Bug 1856470 - repmgr10.service is failing to start on cfme db appliance reboot
Summary: repmgr10.service is failing to start on cfme db appliance reboot
Keywords:
Status: CLOSED ERRATA
Alias: None
Product: Red Hat CloudForms Management Engine
Classification: Red Hat
Component: Replication
Version: 5.11.6
Hardware: x86_64
OS: Linux
high
medium
Target Milestone: GA
: 5.11.8
Assignee: Nick Carboni
QA Contact: Jaroslav Henner
Red Hat CloudForms Documentation
URL:
Whiteboard:
Depends On:
Blocks:
TreeView+ depends on / blocked
 
Reported: 2020-07-13 17:52 UTC by Chinmay Paradkar
Modified: 2023-12-15 18:26 UTC (History)
7 users (show)

Fixed In Version: 5.11.8.0
Doc Type: If docs needed, set a value
Doc Text:
Clone Of:
Environment:
Last Closed: 2020-09-30 14:01:07 UTC
Category: Bug
Cloudforms Team: CFME Core
Target Upstream Version:
Embargoed:
simaishi: cfme-5.11.z+


Attachments (Terms of Use)

Description Chinmay Paradkar 2020-07-13 17:52:33 UTC
Description of problem:
While performing fail-over testing, repmgr10.service is failing to start on a cfme-db appliance reboot 

Version-Release number of selected component (if applicable):
cfme-rhos-5.11.6.0-1.x86_64

How reproducible:
Always

Steps to Reproduce:
1. Setup replication between Primary Database-Only Appliance and Standby Database-Only Appliance.

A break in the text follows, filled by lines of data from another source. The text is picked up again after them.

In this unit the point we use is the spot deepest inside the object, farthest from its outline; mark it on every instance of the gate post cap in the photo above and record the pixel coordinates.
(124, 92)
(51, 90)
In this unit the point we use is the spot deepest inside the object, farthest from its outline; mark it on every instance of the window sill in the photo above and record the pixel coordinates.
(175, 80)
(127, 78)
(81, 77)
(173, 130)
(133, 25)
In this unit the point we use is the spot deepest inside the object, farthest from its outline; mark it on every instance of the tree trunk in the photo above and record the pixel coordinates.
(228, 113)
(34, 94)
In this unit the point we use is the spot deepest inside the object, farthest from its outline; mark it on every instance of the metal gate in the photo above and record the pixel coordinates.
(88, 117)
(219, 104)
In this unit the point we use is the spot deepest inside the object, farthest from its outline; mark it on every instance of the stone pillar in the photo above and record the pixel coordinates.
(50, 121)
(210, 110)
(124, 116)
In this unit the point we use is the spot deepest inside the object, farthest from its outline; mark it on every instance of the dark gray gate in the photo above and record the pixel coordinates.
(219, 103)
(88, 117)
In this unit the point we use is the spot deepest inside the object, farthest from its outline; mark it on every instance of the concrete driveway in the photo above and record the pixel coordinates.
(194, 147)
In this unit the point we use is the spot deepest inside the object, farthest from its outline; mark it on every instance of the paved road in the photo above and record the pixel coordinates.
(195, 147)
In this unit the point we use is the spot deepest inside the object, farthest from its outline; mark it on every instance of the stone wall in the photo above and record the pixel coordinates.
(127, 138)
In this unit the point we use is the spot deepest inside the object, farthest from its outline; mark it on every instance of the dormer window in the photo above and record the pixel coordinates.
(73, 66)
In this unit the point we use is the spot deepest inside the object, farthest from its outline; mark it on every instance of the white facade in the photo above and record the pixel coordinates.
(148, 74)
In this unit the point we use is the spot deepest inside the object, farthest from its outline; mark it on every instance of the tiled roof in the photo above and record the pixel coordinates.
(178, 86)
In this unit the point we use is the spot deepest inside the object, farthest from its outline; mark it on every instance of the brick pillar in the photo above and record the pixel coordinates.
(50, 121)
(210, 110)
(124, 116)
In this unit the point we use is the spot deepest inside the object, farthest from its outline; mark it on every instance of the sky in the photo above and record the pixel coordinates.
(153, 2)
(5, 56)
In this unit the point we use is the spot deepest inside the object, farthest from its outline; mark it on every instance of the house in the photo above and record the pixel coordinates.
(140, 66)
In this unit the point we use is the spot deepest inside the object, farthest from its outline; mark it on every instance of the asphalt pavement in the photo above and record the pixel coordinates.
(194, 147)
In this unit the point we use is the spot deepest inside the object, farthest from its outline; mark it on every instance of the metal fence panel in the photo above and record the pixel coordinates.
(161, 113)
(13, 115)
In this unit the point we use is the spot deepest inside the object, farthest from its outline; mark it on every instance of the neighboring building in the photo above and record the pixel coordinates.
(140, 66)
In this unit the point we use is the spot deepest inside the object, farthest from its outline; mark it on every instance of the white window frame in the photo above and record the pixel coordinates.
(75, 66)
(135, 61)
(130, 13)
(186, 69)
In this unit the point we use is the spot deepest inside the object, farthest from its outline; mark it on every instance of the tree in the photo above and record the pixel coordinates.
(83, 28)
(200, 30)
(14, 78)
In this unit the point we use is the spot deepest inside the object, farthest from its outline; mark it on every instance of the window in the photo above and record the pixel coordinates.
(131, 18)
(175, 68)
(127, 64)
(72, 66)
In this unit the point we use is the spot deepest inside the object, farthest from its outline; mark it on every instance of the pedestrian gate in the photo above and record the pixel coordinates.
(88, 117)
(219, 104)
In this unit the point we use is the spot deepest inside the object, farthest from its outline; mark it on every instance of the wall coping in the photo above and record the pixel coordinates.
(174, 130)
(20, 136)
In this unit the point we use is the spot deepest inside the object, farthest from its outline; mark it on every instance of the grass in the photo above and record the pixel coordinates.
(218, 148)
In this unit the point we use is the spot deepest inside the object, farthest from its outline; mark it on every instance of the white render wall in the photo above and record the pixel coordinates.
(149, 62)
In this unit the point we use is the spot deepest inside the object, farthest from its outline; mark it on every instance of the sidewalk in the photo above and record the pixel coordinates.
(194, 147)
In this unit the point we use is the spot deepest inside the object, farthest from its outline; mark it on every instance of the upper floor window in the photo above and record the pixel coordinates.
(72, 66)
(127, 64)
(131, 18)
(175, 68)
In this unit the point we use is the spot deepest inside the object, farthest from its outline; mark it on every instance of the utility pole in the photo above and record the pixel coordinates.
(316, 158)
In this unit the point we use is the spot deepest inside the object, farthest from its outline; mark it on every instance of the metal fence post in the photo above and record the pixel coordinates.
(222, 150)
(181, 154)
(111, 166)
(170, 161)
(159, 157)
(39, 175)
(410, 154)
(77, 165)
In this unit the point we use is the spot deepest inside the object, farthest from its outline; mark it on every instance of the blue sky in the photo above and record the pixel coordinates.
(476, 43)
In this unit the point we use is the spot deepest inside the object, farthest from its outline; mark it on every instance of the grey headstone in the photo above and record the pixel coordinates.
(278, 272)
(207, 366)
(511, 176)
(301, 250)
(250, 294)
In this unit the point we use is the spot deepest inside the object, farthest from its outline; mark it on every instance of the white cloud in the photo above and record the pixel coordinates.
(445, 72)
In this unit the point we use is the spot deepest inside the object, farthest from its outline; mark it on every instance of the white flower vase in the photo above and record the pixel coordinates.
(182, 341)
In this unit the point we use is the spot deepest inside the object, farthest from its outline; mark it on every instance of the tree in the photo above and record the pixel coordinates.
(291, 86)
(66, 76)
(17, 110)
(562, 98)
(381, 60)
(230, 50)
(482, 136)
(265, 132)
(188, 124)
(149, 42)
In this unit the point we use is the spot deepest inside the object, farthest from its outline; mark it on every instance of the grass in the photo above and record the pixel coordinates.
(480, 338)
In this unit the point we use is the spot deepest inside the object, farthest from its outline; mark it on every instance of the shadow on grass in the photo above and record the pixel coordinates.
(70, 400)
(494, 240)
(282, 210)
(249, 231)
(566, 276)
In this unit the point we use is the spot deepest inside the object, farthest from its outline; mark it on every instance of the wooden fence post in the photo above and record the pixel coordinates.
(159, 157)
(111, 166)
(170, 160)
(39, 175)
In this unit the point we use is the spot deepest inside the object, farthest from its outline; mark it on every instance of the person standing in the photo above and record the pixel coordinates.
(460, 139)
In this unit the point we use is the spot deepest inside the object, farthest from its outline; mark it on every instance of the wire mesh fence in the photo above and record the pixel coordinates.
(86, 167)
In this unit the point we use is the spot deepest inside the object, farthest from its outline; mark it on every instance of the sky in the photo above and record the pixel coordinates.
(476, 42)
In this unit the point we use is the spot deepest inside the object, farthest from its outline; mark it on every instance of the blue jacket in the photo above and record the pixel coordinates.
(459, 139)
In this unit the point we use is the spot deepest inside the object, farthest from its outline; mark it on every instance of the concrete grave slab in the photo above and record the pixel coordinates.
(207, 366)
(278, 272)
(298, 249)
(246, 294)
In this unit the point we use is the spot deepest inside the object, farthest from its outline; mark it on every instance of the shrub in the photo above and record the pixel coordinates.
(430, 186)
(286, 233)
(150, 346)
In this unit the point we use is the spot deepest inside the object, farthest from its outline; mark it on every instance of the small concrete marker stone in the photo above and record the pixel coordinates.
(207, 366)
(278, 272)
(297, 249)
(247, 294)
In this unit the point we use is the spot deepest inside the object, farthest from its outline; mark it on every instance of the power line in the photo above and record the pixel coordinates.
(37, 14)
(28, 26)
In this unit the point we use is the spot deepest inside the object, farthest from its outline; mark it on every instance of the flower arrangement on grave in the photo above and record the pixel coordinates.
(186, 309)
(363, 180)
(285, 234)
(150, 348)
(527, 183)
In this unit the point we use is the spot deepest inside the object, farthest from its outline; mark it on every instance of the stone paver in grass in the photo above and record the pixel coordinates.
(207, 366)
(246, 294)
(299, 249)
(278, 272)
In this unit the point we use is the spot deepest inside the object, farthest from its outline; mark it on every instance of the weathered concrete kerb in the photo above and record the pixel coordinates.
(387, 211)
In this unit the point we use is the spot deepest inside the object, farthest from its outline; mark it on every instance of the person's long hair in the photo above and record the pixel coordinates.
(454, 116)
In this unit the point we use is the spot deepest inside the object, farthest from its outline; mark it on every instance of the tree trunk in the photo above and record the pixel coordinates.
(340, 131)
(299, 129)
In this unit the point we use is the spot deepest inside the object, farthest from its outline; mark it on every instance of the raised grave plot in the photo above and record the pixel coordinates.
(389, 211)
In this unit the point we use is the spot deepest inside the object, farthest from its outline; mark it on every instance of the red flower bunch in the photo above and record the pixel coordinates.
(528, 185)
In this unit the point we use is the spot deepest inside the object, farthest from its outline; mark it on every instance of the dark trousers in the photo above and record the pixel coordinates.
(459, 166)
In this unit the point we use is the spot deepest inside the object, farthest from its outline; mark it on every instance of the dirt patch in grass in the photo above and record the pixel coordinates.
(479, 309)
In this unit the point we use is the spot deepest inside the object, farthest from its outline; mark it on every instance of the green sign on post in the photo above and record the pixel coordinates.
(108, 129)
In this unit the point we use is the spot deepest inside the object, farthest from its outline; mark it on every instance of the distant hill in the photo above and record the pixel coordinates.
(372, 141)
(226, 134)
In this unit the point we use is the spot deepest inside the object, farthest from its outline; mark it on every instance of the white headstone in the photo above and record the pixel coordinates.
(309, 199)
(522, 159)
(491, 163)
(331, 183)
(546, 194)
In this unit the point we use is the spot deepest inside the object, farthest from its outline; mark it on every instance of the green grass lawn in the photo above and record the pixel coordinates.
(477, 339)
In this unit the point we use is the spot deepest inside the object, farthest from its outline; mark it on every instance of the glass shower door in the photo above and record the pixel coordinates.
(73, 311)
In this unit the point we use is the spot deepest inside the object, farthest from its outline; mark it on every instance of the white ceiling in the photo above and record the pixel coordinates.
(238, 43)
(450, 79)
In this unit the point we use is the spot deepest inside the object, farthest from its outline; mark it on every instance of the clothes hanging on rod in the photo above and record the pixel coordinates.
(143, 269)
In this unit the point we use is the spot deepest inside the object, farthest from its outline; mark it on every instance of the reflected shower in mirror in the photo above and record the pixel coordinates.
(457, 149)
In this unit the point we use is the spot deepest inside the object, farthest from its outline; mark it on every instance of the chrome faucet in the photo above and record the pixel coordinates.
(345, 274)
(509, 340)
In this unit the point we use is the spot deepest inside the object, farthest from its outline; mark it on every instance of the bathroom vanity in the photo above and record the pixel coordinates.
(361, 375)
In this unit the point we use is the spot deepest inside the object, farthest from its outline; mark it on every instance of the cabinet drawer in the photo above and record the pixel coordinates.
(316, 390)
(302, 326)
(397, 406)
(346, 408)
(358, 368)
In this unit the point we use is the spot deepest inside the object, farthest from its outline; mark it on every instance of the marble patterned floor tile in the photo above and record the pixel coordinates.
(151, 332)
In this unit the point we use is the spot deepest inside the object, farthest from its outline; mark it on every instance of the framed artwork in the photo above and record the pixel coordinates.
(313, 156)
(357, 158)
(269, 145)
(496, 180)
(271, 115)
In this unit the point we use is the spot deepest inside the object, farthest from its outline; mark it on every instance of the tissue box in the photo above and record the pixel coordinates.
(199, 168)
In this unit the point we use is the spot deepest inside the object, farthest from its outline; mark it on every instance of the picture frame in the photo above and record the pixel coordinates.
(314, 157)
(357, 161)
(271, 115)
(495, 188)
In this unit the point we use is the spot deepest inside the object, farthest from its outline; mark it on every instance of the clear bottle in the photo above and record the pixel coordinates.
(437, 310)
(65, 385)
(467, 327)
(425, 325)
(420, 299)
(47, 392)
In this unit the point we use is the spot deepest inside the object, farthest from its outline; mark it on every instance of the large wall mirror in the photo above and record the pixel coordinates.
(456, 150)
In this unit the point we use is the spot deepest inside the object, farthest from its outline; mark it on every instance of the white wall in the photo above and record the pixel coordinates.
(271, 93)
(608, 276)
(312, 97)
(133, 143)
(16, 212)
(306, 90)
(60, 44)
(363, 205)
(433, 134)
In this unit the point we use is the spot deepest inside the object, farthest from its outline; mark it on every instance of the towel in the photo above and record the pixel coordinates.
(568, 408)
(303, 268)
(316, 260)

2. For Failover testing, reboot Primary Database-Only Appliance. After the node is up, the service "repmgr10.service" fails to start automatically and hence failover does not work.

3. After manually starting the service "repmgr10.service" the failover works and now "Standby Database-Only Appliance" is the "Primary Database-Only Appliance". 

4. Again perform failover testing, Now perform same steps with current "Primary Database-Only Appliance" node by rebooting the node and "repmgr10.service" again fails to start automatically.

Actual results:
[root@movl-cfmedb2 ~]# systemctl status repmgr10.service
● repmgr10.service - A replication manager, and failover management tool for PostgreSQL
   Loaded: loaded (/usr/lib/systemd/system/repmgr10.service; enabled; vendor preset: disabled)
   Active: failed (Result: exit-code) since Mon 2020-07-13 21:13:50 IST; 22s ago
  Process: 1546 ExecStart=/usr/bin/repmgrd -f ${REPMGRDCONF} -p ${PIDFILE} -d --verbose (code=exited, status=6)

Jul 13 21:13:50 movl-cfmedb2.auranocnorth.airtel.com systemd[1]: Starting A replication manager, and failover management tool for PostgreSQL...
Jul 13 21:13:50 movl-cfmedb2.auranocnorth.airtel.com repmgrd[1546]: [2020-07-13 21:13:50] [NOTICE] using provided configuration file "/etc/repmgr/10/repmgr.conf"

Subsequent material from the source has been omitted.